The average recruiter will only spend six seconds looking at a resume, so it’s important to make the most of it. Two experts share the five things you need to do to make your resume stand out.
- Focus on your achievements
Leah Lambart, a career coach with Relaunch Me says resumes that are achievement-focused help employers identify how you have been successful in your previous roles. “Add key achievements under each of your most recent positions,” advises Lambart. This doesn’t necessarily have to include awards bonuses or promotions, but the ways in which you have made a difference to the business.
Lambart suggests highlighting specific achievements. “You could say that you developed a key external relationship that was vital to getting repeat business which increased revenues by $20K per year,” she suggests. “Or that you received excellent feedback from customers and suppliers on an ongoing basis which led to being offered a role within the customer service team.”
- Speak the same language
Job seekers should match the language used in your resume to the language in the advertisement or positions description. “If the recruiter is scanning your resume for keywords then it is easier if you are talking the same language,” Lambart says. “It signals you will be the right cultural fit for the organisation and that you will adapt quickly to working in their particular work environment.” It’s easy to match the language – for example, if the organisation refers to ‘clients’ in their job ad, do the same and don’t refer to them as ‘customers’.
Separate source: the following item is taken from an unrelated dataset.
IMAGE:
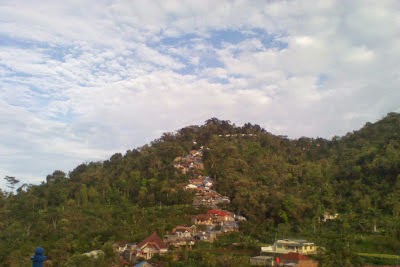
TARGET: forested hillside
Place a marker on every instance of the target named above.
(282, 186)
- Only include relevant roles
A common mistake job seekers make is to list every job they’ve ever done on their resume. “A resume should highlight the roles, projects and experiences that are most relevant to the job,” says Lambart. “I would remove any information that is not relevant to the job as it takes up valuable real estate on your resume.”
- Spend time on the look of your resume
According to Katea Gidley, Managing Director of Raw Talent, a consulting group focused on graduate employability, recruiters appreciate resumes that are visually enticing. “Recruiters and hiring managers typically spend one to three minutes digesting a resume and will more readily engage with one page of compelling content that is communicated in a visually interesting manner,” she says. Gidley suggests having a well laid out summary page with plenty of white space that highlights your profile, experience, education (if relevant) and tangible and varied key career achievements.
- Respond specifically to the key selection criteria
You may think that you only need to address key selection criteria in your cover letter, but your resume provides a crucial opportunity to refer to the key selection criteria. “Each role has key selection criteria,” says Gidley. “If the resume responds to these, then you’re likely to remain in the selection process.”
By focusing on relevant job experience and highlighting achievements that translated into benefits for your previous employers, matching the language in your resume to that used in the job ad, paying attention to the visual presentation of your resume and responding specifically to the key selection criteria, you will be in a strong position to attract the attention of recruiters and land that all-important interview.